First based in the sites of Bovisa, Pero, Abanella as well as in the Piermarini headquarters, the Teatro alla Scala laboratories are located since February 20, 2001 in the former industrial settlement of the Ansaldo steel plants in Milan.

A huge 20,000 square metre facility, divided in three pavilions dedicated to director Luchino Visconti, scenographer Nicola Benois, and costume designer Luigi Sapelli (aka Caramba), where most of the handmade works for scene productions are carried out - scenography, sculpture, thermoforming, carpentry works, mechanics workshop, scene assembly, costume laboratory, costume design, laundry. The facility holds over 60,000 stage costumes, as well as the rehearsal rooms of the chorus and a stage area for direction rehearsals, which perfectly matches Piermarini's stage.

This heritage exists thanks to the daily work of more than 150 people including joiners, blacksmiths, carpenters, scenographers, scenography technicians, sculptors, dressmakers and costume designers, who create the whole staging starting from a simple sketch.

Wishing to share this world of values, La Scala decided to open the Laboratori Scala Ansaldo to the public: the project that includes guided tours, on which it is possible to visit the backstage of the theatre and experience the birth of a show at first hand.
MUSEO TEATRALE ALLA SCALA

The Museo Teatrale alla Scala, in the theater annex, is a rich assemblage of precious relics, paintings, sculpture and backdrops--all souvenirs of the prominent composers, and singers who made their careers at La Scala. The museum preserves a history of opera, from antiquity to the present.

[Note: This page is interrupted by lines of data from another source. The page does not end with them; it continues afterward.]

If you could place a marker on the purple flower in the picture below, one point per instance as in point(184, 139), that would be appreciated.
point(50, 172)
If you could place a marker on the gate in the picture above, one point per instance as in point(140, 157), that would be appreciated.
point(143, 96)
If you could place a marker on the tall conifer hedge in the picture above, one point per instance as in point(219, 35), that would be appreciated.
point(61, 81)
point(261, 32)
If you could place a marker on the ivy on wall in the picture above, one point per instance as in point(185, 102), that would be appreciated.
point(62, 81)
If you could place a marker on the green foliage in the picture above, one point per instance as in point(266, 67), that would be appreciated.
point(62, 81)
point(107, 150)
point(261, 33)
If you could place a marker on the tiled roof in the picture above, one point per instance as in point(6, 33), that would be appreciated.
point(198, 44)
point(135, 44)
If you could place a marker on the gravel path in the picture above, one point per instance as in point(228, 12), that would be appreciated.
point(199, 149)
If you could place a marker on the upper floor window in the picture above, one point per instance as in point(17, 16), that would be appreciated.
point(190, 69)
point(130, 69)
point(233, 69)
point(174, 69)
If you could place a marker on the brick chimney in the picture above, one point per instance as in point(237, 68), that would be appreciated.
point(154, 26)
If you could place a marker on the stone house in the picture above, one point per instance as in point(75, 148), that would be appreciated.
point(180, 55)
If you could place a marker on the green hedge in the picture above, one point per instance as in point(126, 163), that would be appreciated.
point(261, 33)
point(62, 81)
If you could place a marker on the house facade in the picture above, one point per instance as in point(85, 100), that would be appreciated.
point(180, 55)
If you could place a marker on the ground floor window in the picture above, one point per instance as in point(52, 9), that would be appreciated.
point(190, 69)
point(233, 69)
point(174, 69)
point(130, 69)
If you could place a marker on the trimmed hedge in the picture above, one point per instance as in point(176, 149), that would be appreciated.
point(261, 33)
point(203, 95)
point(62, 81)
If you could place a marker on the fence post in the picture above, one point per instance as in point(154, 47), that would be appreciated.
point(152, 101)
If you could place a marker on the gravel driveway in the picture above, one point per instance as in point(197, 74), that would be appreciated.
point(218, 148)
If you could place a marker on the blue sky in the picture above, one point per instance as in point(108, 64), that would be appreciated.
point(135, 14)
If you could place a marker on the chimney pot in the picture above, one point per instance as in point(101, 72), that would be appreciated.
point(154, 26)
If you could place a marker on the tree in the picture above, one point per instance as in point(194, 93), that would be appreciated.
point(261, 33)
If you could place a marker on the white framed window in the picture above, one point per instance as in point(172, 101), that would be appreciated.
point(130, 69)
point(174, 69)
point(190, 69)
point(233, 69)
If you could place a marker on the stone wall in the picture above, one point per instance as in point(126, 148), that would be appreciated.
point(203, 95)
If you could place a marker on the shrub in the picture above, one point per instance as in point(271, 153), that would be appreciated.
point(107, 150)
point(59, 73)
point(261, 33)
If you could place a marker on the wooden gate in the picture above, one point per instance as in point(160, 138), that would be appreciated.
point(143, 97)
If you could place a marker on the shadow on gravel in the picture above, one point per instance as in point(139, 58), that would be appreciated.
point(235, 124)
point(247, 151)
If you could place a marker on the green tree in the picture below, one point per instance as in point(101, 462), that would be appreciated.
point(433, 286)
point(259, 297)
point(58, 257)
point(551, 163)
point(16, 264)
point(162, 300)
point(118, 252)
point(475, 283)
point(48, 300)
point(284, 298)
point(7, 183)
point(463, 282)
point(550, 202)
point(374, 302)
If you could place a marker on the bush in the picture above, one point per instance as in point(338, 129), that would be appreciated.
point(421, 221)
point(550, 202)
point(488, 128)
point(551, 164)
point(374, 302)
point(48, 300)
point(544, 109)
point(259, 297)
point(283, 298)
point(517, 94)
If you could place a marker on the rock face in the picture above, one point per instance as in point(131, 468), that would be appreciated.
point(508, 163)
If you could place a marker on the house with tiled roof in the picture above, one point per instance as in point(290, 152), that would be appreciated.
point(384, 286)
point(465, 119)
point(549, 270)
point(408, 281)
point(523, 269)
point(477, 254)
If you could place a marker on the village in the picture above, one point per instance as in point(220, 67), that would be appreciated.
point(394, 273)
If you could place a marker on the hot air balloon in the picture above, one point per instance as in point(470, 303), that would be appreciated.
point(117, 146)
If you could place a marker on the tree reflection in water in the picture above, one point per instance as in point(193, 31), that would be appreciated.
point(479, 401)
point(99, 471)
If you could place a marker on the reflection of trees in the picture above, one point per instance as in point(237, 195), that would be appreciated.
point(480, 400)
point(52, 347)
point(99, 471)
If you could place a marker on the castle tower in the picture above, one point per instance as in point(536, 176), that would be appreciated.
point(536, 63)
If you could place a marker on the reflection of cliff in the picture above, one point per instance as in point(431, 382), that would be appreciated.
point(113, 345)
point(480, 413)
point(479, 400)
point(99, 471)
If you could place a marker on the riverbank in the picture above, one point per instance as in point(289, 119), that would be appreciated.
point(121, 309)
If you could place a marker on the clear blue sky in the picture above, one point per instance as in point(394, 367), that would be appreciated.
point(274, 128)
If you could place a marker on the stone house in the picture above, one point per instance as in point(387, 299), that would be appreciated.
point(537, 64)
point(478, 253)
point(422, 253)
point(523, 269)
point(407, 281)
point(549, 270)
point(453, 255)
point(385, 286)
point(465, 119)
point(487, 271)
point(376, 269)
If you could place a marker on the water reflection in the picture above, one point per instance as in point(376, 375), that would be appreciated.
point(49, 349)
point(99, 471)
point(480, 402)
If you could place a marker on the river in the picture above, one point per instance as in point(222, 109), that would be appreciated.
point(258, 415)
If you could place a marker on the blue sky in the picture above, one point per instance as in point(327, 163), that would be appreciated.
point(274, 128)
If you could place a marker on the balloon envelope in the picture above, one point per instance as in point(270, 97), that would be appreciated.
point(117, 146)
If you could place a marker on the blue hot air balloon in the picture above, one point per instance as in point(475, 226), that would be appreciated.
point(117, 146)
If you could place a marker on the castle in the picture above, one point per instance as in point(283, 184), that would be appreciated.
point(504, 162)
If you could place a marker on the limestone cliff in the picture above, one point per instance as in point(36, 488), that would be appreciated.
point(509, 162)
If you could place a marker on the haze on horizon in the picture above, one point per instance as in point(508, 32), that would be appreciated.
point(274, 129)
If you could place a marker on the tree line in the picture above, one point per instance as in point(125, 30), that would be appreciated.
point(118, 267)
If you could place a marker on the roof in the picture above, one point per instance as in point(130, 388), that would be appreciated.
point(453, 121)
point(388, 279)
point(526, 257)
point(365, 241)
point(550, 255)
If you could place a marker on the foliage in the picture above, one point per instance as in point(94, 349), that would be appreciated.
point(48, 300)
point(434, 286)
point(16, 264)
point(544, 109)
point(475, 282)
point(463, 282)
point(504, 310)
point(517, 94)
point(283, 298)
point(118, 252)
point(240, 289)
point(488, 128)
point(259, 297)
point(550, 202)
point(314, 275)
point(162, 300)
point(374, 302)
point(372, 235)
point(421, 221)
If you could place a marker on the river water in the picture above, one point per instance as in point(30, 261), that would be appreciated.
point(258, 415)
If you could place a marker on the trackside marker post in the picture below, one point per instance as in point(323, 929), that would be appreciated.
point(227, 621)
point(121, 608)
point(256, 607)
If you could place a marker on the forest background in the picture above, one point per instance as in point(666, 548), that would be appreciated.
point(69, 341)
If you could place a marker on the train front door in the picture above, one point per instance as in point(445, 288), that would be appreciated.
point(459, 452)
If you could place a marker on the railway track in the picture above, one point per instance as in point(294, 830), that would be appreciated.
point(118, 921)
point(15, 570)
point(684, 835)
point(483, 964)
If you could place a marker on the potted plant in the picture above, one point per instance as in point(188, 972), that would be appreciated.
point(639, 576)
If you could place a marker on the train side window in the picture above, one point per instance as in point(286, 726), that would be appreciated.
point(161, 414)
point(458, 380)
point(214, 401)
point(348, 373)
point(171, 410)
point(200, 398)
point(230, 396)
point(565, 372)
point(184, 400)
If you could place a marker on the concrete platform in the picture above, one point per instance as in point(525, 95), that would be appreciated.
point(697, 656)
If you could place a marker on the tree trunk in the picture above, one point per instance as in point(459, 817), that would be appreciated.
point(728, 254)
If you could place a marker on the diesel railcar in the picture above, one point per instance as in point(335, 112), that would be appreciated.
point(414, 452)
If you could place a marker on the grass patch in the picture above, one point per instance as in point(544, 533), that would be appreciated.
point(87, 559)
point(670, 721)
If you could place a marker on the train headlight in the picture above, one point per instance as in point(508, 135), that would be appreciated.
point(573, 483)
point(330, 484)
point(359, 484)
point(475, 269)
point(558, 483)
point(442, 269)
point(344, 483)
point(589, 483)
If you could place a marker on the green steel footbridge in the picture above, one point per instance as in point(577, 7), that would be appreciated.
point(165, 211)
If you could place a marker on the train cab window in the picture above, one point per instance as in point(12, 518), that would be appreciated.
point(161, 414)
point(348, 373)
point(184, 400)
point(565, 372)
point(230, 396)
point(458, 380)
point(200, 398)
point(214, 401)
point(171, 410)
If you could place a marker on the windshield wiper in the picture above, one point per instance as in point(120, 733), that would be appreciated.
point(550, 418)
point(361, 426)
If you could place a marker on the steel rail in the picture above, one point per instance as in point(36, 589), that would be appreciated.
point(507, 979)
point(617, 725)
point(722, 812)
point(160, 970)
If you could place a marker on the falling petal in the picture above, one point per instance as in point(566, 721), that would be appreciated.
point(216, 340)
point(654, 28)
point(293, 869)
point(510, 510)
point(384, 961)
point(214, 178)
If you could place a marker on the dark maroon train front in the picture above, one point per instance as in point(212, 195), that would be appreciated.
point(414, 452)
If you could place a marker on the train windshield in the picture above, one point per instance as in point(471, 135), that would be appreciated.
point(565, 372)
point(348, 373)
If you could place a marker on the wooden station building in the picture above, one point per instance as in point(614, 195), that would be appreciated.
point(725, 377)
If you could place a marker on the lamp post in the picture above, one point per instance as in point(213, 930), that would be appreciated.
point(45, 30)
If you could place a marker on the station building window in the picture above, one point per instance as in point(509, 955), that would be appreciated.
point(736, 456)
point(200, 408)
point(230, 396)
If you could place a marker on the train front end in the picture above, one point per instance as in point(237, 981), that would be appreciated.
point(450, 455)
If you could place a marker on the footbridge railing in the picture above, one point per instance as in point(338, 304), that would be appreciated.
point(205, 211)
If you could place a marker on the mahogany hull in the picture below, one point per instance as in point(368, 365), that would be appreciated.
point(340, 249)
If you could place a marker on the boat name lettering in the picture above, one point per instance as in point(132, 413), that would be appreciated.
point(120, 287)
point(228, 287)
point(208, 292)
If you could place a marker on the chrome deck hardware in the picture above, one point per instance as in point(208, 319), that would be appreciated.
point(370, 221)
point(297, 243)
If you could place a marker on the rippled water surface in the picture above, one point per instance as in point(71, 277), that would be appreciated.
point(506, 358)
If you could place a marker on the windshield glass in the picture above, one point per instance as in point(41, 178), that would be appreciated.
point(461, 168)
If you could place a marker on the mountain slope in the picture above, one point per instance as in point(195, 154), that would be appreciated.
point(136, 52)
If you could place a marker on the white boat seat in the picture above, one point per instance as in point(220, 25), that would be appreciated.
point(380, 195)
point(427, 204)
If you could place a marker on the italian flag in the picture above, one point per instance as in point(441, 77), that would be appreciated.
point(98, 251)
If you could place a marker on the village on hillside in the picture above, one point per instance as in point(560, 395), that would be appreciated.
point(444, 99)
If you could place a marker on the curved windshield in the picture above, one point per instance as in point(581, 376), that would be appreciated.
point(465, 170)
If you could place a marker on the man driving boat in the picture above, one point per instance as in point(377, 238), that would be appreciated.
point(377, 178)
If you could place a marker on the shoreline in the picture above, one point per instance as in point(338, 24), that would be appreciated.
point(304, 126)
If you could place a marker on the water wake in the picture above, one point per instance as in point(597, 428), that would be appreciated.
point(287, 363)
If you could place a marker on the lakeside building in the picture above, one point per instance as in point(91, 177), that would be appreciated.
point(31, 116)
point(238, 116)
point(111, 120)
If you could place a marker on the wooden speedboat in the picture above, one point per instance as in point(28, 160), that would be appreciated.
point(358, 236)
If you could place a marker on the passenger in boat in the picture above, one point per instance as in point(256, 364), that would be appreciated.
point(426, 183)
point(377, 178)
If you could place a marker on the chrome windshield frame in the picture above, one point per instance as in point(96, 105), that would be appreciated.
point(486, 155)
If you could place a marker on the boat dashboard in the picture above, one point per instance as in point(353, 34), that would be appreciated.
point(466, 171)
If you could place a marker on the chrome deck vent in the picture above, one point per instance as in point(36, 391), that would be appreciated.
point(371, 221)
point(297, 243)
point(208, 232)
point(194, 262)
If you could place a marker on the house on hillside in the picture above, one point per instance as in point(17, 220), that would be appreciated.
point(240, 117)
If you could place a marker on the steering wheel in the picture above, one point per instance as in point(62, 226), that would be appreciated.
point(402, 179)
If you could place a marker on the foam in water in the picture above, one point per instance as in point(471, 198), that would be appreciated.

Its history dates back to 1911, as Duke Uberto Visconti di Modrone, Professor Lodovico Pagliaghi, composer and librettist Arrigo Boito, correspondent for newspaper "Il Secolo" Mr Borsa, Senator Mangili, Count Leopoldo Pullè and Doctor Gino (Ettore) Modigliani, director of the Pinacoteca di Brera, gathered around a table of Teatro alla Scala. These men were the most popular people in Milan in those years, most of them coming from the town's rich cultured class, and connected to La Scala theatre by their love and passion. The decision to be taken around that table concerned the purchase of the theatre collection belonging to the antique dealer Giulio Sambon, which was going to be put up for auction in Paris on the very first days of May of the same year. Those antiques could have been the starting point of a huge theatre collection, whose foundation had been sought for by Milan intellectual community of Teatro alla Scala for a very long time, since the very first years of the century. But the forthcoming term of the auction left them only one week to find the necessary funds. With the help of the government and 50 citizens, after a series of incredible adventures to wring the collection out of the American multimillionaire JP Morgan, the dream came true, and the collection was then given to the city of Milan. The Museum was officially opened on March 8, 1913 with a solemn ceremony in the former Casino Ricordi connected to Teatro alla Scala. Over the years several donations and purchases added to the Sambon collection, which is today one of the richest and most envied collections of the world. The most important deposits are in the "Casa di riposo per musicisti" (Retirement-home for musicians), founded by Giuseppe Verdi, as well as in public places. The Museum also includes the library, founded with its present structure, with the 40,000 volumes given in 1952 by Renato Simoni, journalist for "Corriere della Sera" and which is constantly enriched and updated.